Cette année les organisateurs se surpassèrent. Le parcours se voulut progressif, renforçant jour après jour les difficultés. La course débuta par un prologue au bord de la Saône. La deuxième journée fut destinée aux sprinteurs. La troisième aussi, si ce n'est qu'une difficulté créa la sélection, n'épargnant qu'une quarantaine d'unités. La quatrième journée fut celle des grimpeurs-puncheurs, profitant des premiers enchaînements de cols pour créer une sélection en vue du général. Le dernier jour était celui de montagne, les coureurs escaladant le flanc de l'ardu Grand Colombier. Chacun dans ce système y trouva sa part : chaque type de coureur disposait d'une unique occasion de victoire d'étape. Le général devait se tracer naturellement en montagne. Au final peu d'épreuves par étapes se jouent en montagne.
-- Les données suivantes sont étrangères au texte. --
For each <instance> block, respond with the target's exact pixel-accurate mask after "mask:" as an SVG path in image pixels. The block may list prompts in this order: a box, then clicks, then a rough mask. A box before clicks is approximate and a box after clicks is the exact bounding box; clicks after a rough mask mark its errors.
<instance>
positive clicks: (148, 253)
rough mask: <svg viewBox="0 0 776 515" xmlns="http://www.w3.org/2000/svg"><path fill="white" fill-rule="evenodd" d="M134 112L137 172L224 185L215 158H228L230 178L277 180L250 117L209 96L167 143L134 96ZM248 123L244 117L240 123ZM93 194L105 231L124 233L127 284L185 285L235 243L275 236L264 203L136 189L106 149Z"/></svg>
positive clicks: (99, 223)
La plupart des courses se sentent obligées d'imposer un contre-la-montre, réduisant à néant les espoirs de certains. L'accumulation des difficultés créa un suspens magnifique ; au soir de la quatrième étapes, seuls huit coureurs pouvaient prétendre encore à la victoire. Le Grand Colombier fut parfaitement respecté, jouant son rôle d'ultime arbitre de la course. Ce fut même mieux. L'arrivée fut tracée vingt kilomètres après la descente du col. Les favoris s'écharpèrent une demi-heure encore, créant de nouveaux faits de courses, chamboulant plus encore le classement général dans les derniers contreforts de l'étape, préservant le suspens jusqu'au bout.
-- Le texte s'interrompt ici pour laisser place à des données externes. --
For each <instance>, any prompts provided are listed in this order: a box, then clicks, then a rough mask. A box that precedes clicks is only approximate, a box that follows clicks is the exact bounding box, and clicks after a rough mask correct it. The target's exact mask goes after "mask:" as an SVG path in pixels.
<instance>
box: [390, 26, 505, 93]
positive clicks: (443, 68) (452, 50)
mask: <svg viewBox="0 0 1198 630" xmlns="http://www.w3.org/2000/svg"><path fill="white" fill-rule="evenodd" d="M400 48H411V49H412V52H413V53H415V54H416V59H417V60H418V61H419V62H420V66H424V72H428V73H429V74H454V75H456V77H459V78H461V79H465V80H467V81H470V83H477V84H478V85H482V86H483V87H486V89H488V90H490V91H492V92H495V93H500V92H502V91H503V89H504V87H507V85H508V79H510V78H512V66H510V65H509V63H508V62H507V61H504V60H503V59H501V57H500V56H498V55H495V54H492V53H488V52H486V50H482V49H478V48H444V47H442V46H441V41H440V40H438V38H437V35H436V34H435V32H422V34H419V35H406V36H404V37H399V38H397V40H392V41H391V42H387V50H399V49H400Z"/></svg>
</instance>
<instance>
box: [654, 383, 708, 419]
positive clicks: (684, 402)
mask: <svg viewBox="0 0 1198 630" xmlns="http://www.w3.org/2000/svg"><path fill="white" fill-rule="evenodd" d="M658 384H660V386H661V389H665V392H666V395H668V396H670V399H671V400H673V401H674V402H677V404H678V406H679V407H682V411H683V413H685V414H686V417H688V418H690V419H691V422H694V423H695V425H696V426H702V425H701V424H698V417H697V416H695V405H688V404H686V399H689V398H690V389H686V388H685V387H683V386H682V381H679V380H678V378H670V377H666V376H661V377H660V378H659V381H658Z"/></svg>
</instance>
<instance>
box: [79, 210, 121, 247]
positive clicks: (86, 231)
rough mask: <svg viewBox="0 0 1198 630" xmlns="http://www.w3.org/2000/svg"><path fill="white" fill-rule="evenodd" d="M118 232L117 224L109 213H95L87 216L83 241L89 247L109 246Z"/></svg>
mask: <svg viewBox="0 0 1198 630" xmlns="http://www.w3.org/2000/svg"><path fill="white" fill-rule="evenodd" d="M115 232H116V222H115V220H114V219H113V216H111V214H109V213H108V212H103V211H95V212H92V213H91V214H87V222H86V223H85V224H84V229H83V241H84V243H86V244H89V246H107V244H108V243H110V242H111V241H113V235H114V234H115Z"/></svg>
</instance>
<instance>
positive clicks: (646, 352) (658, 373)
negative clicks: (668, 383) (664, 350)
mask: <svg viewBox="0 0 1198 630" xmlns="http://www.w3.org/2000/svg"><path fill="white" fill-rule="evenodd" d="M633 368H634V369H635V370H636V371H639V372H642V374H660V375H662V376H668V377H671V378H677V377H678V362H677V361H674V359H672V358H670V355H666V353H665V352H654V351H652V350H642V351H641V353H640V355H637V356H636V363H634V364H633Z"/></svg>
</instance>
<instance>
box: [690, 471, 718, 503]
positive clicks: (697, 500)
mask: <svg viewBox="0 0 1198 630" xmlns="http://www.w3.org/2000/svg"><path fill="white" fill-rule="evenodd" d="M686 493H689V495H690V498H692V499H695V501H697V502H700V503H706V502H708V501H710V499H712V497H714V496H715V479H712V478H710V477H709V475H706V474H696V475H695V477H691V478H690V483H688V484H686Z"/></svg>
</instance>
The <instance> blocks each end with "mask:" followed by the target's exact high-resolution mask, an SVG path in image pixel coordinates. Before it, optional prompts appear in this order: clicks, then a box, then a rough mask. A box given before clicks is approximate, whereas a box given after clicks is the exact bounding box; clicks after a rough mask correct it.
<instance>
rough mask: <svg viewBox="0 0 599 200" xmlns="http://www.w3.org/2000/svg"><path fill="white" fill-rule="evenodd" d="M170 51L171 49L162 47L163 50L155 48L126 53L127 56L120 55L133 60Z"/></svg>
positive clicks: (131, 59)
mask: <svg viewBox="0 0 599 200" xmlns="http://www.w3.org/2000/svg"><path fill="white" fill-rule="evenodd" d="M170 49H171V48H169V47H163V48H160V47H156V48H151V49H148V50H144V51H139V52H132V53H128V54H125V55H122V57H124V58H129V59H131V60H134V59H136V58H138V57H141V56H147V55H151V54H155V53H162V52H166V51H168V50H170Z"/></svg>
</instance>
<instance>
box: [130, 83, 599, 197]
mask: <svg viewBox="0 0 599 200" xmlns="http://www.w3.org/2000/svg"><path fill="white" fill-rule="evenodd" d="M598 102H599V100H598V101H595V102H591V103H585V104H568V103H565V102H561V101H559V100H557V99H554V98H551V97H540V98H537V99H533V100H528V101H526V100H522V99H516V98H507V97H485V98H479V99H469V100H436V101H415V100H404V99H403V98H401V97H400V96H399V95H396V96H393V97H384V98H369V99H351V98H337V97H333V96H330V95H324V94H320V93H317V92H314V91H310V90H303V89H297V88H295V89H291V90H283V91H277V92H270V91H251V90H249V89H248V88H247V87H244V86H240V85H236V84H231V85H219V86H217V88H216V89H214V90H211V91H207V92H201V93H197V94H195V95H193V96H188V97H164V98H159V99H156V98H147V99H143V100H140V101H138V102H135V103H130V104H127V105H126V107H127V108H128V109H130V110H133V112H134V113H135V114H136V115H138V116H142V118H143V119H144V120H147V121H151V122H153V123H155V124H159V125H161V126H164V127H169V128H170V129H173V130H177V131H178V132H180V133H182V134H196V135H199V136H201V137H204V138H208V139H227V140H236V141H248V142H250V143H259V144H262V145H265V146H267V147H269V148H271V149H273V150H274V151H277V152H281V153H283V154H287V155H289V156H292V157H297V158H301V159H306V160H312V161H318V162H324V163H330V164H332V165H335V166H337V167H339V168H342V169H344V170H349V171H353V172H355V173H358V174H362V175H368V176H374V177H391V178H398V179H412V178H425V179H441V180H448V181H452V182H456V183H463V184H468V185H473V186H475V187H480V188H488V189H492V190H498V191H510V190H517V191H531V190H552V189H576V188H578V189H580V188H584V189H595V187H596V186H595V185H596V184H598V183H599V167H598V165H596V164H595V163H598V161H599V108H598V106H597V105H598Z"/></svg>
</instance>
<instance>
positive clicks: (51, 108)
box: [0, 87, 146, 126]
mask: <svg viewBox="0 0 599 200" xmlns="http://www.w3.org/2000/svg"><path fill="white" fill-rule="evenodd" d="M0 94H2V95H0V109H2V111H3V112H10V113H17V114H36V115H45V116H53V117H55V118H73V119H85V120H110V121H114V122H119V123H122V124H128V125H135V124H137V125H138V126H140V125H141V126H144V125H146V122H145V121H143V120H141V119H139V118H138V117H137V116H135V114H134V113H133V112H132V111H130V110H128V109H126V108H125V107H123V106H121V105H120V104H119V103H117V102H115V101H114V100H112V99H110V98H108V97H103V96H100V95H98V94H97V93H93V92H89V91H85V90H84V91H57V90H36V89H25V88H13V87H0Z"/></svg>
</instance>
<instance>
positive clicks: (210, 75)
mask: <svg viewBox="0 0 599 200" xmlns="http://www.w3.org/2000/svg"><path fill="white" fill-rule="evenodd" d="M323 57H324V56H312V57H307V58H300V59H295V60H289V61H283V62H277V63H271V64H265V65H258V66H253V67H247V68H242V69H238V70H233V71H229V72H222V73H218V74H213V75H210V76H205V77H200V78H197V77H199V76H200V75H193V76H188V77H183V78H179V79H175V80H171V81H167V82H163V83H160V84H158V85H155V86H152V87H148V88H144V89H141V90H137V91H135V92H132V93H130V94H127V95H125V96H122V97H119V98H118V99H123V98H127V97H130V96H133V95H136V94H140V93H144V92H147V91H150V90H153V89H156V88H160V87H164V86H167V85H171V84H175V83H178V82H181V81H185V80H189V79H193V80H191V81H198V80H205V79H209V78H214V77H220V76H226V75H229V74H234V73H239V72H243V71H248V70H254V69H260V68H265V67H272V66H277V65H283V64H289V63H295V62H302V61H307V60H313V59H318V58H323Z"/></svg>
L'absence de diffusion me conduisit à suivre la course différemment. L'absence d'images empêche de constater la force réelle des coureurs, les oppositions, les dominations, surtout de comprendre le fonctionnement intime de l'épreuve. Un direct écrit gagne certainement en suspens et alimente l'imagination ; néanmoins c'est la frustration qui l'emporte. La course fut belle ; les attaques fusèrent, les favoris s'écharpant loin des arrivées, refusant d'attendre les ultimes difficultés. Dans notre époque où la diffusion de course insipides est récurrente, perdre la possibilité d'admirer de telles choses me désespère. Ma période favorite de la saison va de Paris-Nice au Giro, là où les classiques de Printemps s'agglomèrent. Seules ces courses dans l'année apparaissent pleinement débridée, le summum étant Paris-Roubaix, seule course où les favoris sont livrés à eux-même à près de cent kilomètres de la ligne. Dans cette période surchargée où finalement les coureurs se contentent de scénarios usuels, la seule course qui les refuse n'est pas accessible au regard. Il devient plus difficile d'apprécier à sa juste valeur la victoire finale de Romain Bardet.
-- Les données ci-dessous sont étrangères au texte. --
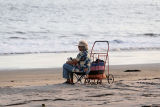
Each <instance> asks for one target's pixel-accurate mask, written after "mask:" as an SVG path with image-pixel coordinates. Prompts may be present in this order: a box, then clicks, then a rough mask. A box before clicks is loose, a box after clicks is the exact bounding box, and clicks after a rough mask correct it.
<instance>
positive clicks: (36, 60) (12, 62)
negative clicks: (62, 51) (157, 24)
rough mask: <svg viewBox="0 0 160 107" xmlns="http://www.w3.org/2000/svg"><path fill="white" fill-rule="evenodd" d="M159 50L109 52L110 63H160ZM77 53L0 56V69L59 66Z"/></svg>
mask: <svg viewBox="0 0 160 107" xmlns="http://www.w3.org/2000/svg"><path fill="white" fill-rule="evenodd" d="M159 54H160V51H158V50H156V51H116V52H109V64H110V65H129V64H131V65H132V64H149V63H160V60H159V59H160V56H159ZM76 55H77V53H41V54H20V55H19V54H18V55H9V56H8V55H7V56H0V60H1V62H0V70H9V69H10V70H12V69H34V68H41V69H43V68H59V67H61V66H62V65H63V64H64V63H65V62H66V60H67V58H68V57H73V58H74V57H76Z"/></svg>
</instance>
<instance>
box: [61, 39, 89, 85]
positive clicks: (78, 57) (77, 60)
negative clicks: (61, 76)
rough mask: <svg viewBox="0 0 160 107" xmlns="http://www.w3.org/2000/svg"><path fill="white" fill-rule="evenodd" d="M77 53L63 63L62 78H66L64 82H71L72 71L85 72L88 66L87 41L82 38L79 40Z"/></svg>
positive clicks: (72, 82)
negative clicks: (83, 39)
mask: <svg viewBox="0 0 160 107" xmlns="http://www.w3.org/2000/svg"><path fill="white" fill-rule="evenodd" d="M78 49H79V53H78V55H77V57H76V58H70V60H68V61H67V62H66V63H65V64H63V78H65V79H67V81H66V82H65V83H68V84H73V73H72V72H87V71H89V68H90V56H89V54H88V43H87V42H86V41H84V40H82V41H79V44H78Z"/></svg>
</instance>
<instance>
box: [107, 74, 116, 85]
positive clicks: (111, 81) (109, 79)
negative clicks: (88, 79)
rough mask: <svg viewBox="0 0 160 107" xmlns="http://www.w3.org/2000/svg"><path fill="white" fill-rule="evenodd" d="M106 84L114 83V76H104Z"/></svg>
mask: <svg viewBox="0 0 160 107" xmlns="http://www.w3.org/2000/svg"><path fill="white" fill-rule="evenodd" d="M106 77H107V80H108V83H109V84H112V83H113V82H114V76H113V75H112V74H109V75H106Z"/></svg>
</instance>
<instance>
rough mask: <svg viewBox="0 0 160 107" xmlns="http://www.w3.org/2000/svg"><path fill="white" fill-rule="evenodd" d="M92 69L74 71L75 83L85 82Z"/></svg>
mask: <svg viewBox="0 0 160 107" xmlns="http://www.w3.org/2000/svg"><path fill="white" fill-rule="evenodd" d="M89 72H90V70H89V71H87V72H84V71H81V72H73V81H74V83H80V84H83V83H84V81H83V80H84V79H85V78H86V76H87V75H88V74H89Z"/></svg>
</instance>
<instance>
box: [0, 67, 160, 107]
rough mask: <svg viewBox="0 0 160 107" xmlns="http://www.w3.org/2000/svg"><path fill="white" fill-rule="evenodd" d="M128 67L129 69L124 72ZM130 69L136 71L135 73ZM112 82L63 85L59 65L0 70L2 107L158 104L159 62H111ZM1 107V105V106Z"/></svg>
mask: <svg viewBox="0 0 160 107" xmlns="http://www.w3.org/2000/svg"><path fill="white" fill-rule="evenodd" d="M126 70H130V71H129V72H124V71H126ZM132 70H139V72H134V71H132ZM110 73H111V74H113V75H114V78H115V82H114V83H113V84H111V85H110V84H102V85H84V84H75V85H67V84H63V82H64V81H65V80H64V79H63V78H62V68H53V69H24V70H5V71H4V70H1V71H0V105H1V106H2V107H3V106H4V107H41V106H42V104H45V105H46V107H82V106H83V107H90V106H91V107H106V106H107V107H110V106H112V107H117V106H121V107H122V106H123V107H129V106H134V107H136V106H137V107H140V106H156V107H158V106H160V103H159V101H160V64H138V65H112V66H110ZM1 106H0V107H1Z"/></svg>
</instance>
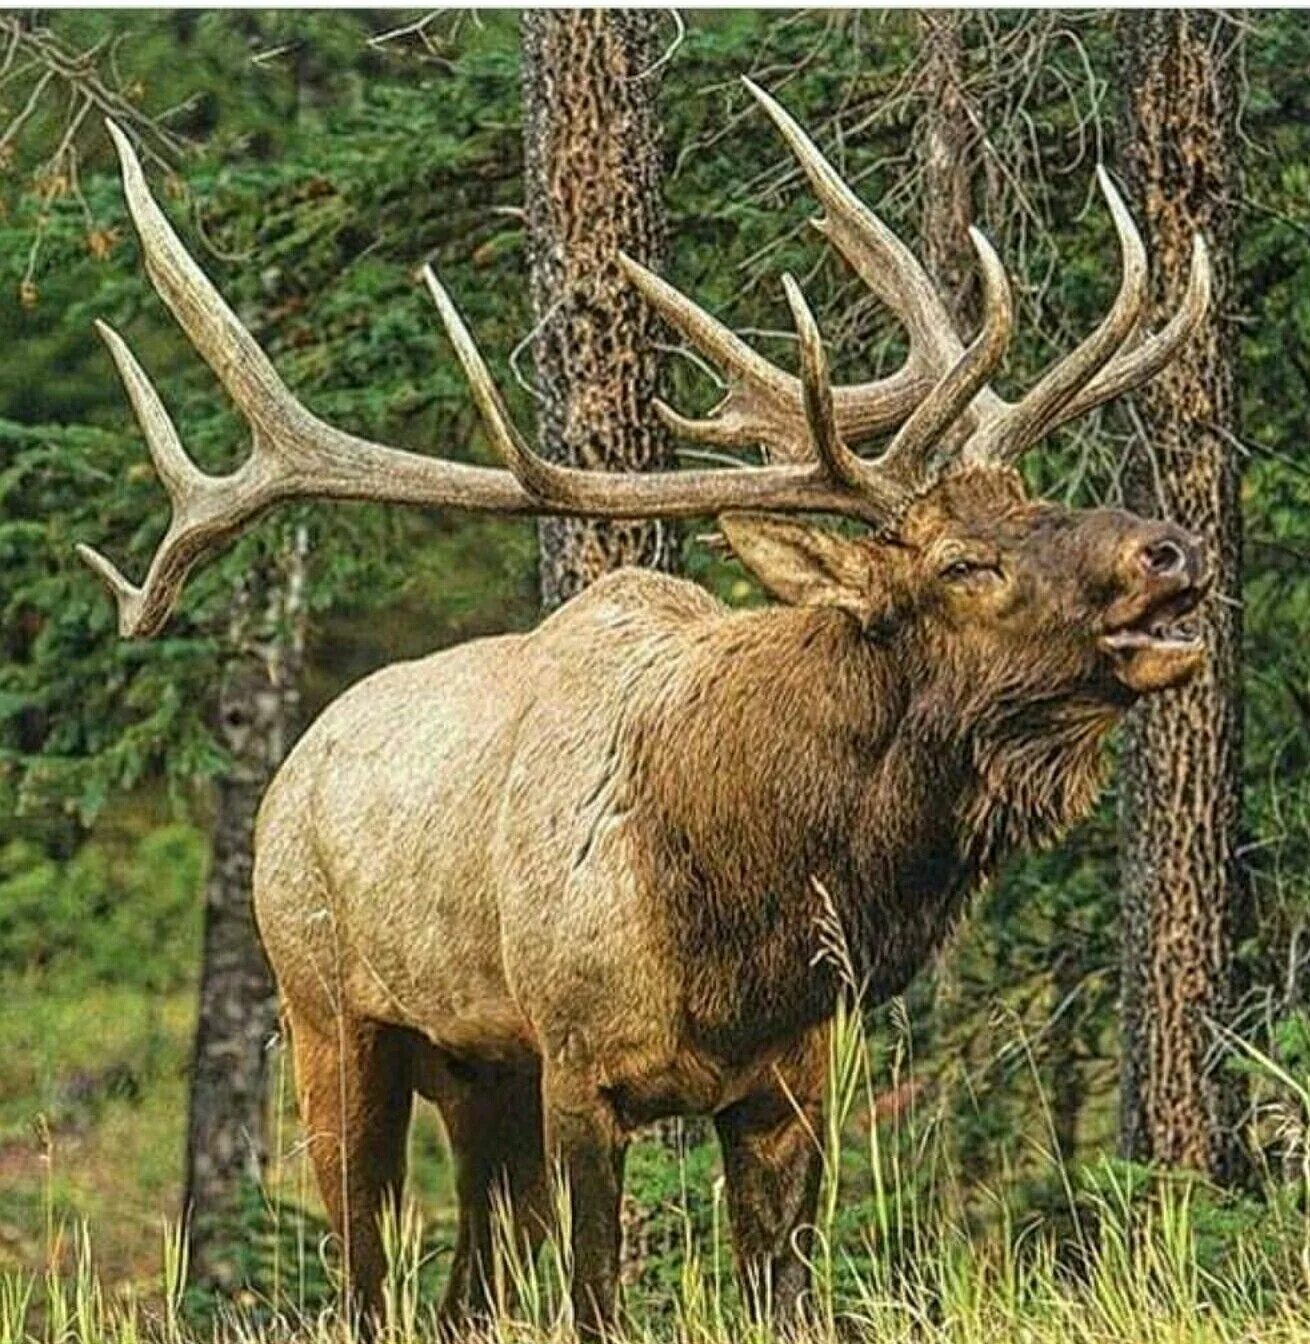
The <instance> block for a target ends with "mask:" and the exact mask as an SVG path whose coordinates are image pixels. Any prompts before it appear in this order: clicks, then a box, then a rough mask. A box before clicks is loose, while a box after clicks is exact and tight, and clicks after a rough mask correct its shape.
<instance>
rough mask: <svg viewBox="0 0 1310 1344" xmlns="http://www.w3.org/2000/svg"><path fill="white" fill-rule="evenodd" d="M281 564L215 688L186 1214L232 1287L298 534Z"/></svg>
mask: <svg viewBox="0 0 1310 1344" xmlns="http://www.w3.org/2000/svg"><path fill="white" fill-rule="evenodd" d="M285 558H286V564H285V567H283V570H285V571H283V573H281V574H274V573H271V570H258V571H255V573H254V574H251V577H250V578H249V579H247V582H246V583H245V585H243V586H242V589H241V591H239V593H238V594H236V598H235V599H234V603H232V612H231V620H230V629H228V646H230V649H231V650H232V652H234V657H232V661H231V663H230V664H228V668H227V671H226V673H224V676H223V684H222V689H220V692H219V732H220V737H222V739H223V745H224V746H226V749H227V751H228V754H230V757H231V767H230V769H228V771H227V773H226V774H224V775H223V778H222V780H220V781H219V782H218V786H216V790H215V813H214V836H212V857H211V864H210V876H208V882H207V883H206V890H204V948H203V953H202V961H200V1008H199V1019H198V1023H196V1038H195V1052H193V1056H192V1074H191V1106H189V1114H188V1122H187V1179H185V1195H184V1212H185V1215H187V1219H188V1228H189V1243H191V1273H192V1279H193V1281H195V1282H198V1284H203V1285H206V1286H210V1288H219V1289H231V1288H235V1286H238V1279H239V1270H241V1266H239V1258H238V1257H239V1251H241V1241H242V1236H241V1226H239V1220H241V1215H242V1211H243V1206H245V1203H246V1200H247V1199H249V1198H250V1195H251V1192H253V1191H254V1188H255V1183H257V1181H258V1179H259V1176H261V1173H262V1171H263V1167H265V1161H266V1157H267V1134H266V1130H267V1060H269V1043H270V1040H271V1038H273V1035H274V1032H275V1031H277V995H275V992H274V985H273V977H271V974H270V973H269V966H267V962H266V961H265V957H263V949H262V948H261V945H259V938H258V934H257V931H255V925H254V914H253V910H251V903H250V898H251V872H253V868H254V827H255V814H257V812H258V809H259V800H261V798H262V797H263V790H265V789H266V788H267V784H269V781H270V778H271V777H273V771H274V770H275V769H277V766H278V765H279V763H281V761H282V758H283V757H285V755H286V751H288V749H289V747H290V745H292V739H293V735H294V730H296V720H297V710H298V703H300V671H301V663H302V642H304V601H302V589H304V538H302V535H301V534H298V535H297V538H296V540H294V543H293V544H292V546H289V547H288V548H286V552H285Z"/></svg>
Parmi la jeune génération des coureurs cyclistes, il est un de ceux à qui j'ai immédiatement apporté mon soutient. La raison est simple : Bardet fait parti de cette minorité de coureurs capables d'un sens tactique élaboré couplé d'un parti constant en faveur de l'offensive. Il éclata à mes yeux sur l'Amstel Gold-Race, prouvant sa combativité, sa force, surtout son ambition. Ses deux premières saison le confirmèrent : mentalement Bardet a l'étoffe d'un champion. Première condition respectée : il a du panache. Il a aussi l'ambition, la rage de vaincre, le refus des accessits. Plus que tout il a quelque chose d'inégalable, la possibilité de créer des faits de course, de déclencher les hostilités. Sa présence apporte un intérêt supplémentaire à la course. La chose n'est pas encore réellement valable sur les grands événements. Ce n'est qu'une question de temps. Sa quinzième place sur le Tour n'a confirmé en rien ses qualités ; elle a surtout montré ses capacités de récupération. Plus qu'un rôle à jouer sur les grands tour, ce dont il ne sera sans doute jamais pleinement capable, c'est sa capacité à s'entraîner qui en ressort grandie. Plus on récupère vite, plus on peut s'entraîner, et s'améliorer d'autant plus. En toute logique l'année prochaine verra ses premières interventions d'importance sur les Ardennaises.